Know the feeling,I worked for a landscape gardener when home for summer from University.I remember sailing through a red light in a Ford Cortina estate loaded with tools,4 passengers and a single axle trailer well overloaded,fortunately without any other cars or traffic cops about.
When I was a kid we had a homemade utility trailer. Upon arrival it had a 67-72 Chevy fleetside 8′ bed, a Willys pickup frame, and a Chevy rear axle of unknown origin. My old man removed the box and built a wood bed for it, which was designed to haul our jon boat or dirtbikes equally well.
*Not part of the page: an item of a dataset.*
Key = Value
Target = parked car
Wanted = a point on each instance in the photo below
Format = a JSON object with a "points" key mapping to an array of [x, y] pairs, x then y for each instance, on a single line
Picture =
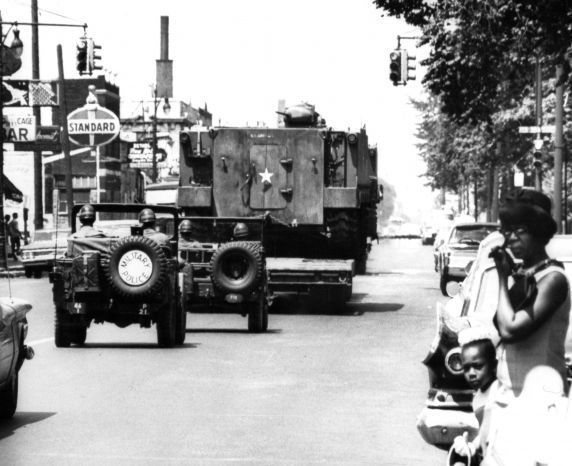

I was probably six, and my brother was three, when we moved into town. Our homemade sandbox also came along – an elaborate wooden affair with no bottom, but a full covered peaked roof, a “dash” with a mid-70s Chevy steering wheel, four seats at the four corners, and everything else two kids needed to dream up a backyard adventure.
Upon arriving at the new place, the sandbox was in need of sand. So we took the trailer up to the lake (maybe 30 miles away) and loaded it up with what seemed a reasonable amount of sand, scooped five gallons at a time and carried up from the beach. It was perhaps 150 gallons’ worth at the absolute worst.
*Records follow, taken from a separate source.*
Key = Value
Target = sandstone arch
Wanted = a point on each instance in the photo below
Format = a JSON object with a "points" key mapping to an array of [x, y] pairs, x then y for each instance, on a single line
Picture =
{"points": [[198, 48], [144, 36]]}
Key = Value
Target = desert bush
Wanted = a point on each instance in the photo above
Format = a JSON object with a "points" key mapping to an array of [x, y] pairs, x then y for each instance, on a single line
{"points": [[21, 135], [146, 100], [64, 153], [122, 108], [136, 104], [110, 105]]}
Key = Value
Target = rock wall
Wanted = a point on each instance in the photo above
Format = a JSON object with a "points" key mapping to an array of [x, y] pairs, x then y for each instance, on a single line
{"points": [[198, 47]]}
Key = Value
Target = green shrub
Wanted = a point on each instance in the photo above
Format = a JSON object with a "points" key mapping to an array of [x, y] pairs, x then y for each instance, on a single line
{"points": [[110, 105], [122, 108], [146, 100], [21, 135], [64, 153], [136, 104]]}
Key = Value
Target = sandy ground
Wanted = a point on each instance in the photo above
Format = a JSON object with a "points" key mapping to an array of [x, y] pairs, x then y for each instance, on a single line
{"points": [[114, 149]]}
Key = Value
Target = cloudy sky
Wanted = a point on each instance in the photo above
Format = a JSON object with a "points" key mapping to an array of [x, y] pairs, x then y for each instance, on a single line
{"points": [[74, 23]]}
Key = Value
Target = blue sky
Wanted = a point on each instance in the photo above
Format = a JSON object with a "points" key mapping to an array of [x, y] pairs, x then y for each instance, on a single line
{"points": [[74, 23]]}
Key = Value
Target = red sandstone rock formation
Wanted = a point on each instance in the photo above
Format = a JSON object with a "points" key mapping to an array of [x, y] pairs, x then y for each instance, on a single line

Still, that was enough to be trouble. The poor old axle underneath just wasn’t having any of it after the first ten or so miles. We had to keep stopping and letting the bearings cool every couple miles.
After finally making it home, the trailer immediately got “upgraded” with a rear axle from some ’80s Mopar minivan – which continues fulfilling its purpose to this day.
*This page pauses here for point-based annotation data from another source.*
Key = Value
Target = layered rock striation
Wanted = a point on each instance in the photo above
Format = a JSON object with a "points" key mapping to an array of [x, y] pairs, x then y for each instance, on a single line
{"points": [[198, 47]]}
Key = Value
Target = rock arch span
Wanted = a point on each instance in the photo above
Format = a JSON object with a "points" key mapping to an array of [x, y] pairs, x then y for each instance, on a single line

The family business is tile, granite, marble, that sorta thing. Heavy goods that need beefy trucks. Back in the early 70′s I needed to haul materials to a job site and planned on making 3 trips. 2 for the goods and a 1 trip to haul tools. Dad says “hell no, you do it all in one load’. The beast of burden was a 1964 Dodge 3/4 ton pickup with a camper suspension package and a granny gear 4 speed manual. I looked like a refuge from Afghanistan rollin’ down the road. The 318 strained mightily under the load. Halfway through the 30 mile trip the aroma of slipping clutch filled the cab. I had to be careful coming off of stop lights because the a$$ end was so heavy the front wheels would come off the ground. I don’t think I got over 20mph that trip,not just due to the load, but I didn’t want anything to fall off, or, heaven forbid, tip over. By the time I pulled up, my old man was waiting , already pissed off because I took so long to get there. He beat me there, but then again, in those days he was driving a Lincoln Continental Mark III. We abused the hell outta that old truck. Changed the oil about once every 10,000 miles. Kept air in the tires and gas in the tank. That’s all the love that thing got.
My other overload stories involve escapades in aircraft, so that’s for another website.